Some 2,350 years ago, give or take a decade or two, Aristotle observed and wrote: “Nature abhors a vacuum.” (Sorry, I could not resist adding in the cartoon by Gary Larson) Of course he was postulating about the study of physics or trying to determine how the universe works, but I suspect little did he know, he was also providing us insight as to how markets would function. It seems that markets as well, abhor a vacuum, and in this case, a vacuum would be described as a lack of news, which we seem to be experiencing this morning. It would appear that the void this has created is now being filled with lower prices.
Realistically, as refreshing as the bounce witnessed last Friday was, it appeared to have been stimulated by little more than short-covering after a very harsh, and I maintain unrealistic reaction to the USDA reports, there was nothing substantial enough happening to redirect that focus of the trade to other matters, such as the fact that the majority of the corn and bean crops were planted well beyond optimum dates and in poor soil conditions in many areas. Of course, when everything looks green at this point in the year, that is a difficult drum to beat. Neither did help that the only other topic on the minds of the trade is the U.S./China trade war and over the weekend, the President stated that “I am not ready to make a deal yet” when asked if China was ready to come to an agreement.

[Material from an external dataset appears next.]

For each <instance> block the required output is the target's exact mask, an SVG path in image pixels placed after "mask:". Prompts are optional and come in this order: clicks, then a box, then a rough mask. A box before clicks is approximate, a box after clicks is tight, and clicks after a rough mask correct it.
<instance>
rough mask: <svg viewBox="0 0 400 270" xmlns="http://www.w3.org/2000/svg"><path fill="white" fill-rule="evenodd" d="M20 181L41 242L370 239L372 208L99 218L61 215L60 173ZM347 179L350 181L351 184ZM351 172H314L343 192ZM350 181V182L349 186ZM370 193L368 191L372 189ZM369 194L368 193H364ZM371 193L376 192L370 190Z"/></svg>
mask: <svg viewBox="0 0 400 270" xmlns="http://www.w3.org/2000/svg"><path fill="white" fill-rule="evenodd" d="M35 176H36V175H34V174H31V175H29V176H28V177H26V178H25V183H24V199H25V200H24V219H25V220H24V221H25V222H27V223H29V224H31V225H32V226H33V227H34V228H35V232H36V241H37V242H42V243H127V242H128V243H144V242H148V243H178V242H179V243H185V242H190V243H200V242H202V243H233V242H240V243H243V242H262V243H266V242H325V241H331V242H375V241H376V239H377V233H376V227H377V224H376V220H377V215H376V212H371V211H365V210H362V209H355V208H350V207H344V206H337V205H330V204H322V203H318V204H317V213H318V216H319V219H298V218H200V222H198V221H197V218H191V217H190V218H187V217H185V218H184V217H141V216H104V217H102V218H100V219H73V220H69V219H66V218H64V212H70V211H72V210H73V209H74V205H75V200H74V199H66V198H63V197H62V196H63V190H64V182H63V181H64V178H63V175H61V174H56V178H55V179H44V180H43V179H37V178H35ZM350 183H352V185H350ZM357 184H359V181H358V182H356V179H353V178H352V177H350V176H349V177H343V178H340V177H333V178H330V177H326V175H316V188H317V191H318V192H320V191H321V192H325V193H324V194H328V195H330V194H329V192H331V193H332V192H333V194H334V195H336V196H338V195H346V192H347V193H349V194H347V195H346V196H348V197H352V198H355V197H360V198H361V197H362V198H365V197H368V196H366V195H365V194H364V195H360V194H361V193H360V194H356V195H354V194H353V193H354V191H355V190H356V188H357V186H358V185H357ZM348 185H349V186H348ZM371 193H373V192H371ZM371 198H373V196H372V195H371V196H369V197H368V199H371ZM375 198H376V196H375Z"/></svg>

There is one element in the universe that could help redirect the attention of the trade, not to mention fill in a void of knowledge and that is the fact that the ProFarmer crop tour kicks off this today. Granted, there is no assurance that they will come up with results that vary significantly from the USDA but at a minimum should provide literally boots on the ground checks and balances to what was primarily a statistical report last week. I believe the final results will be published on Friday, but there will be updates each day that undoubtedly the markets will be scrutinizing.
As I suggested last week, I believe grain and soy markets have been beaten down to levels of value once again and while there could be some more market “noise” where we try and probe into lower lows just to test the resolve of the value buyers, I suspect we will see prices turn sideways until we either a.) get a more accurate estimation of the actual crop size and/or b.) witness another disrupting weather event. For that matter, it could be a combination of both. Of course, that could mean weeks more of sideways trade will few opportunities to do much of anything.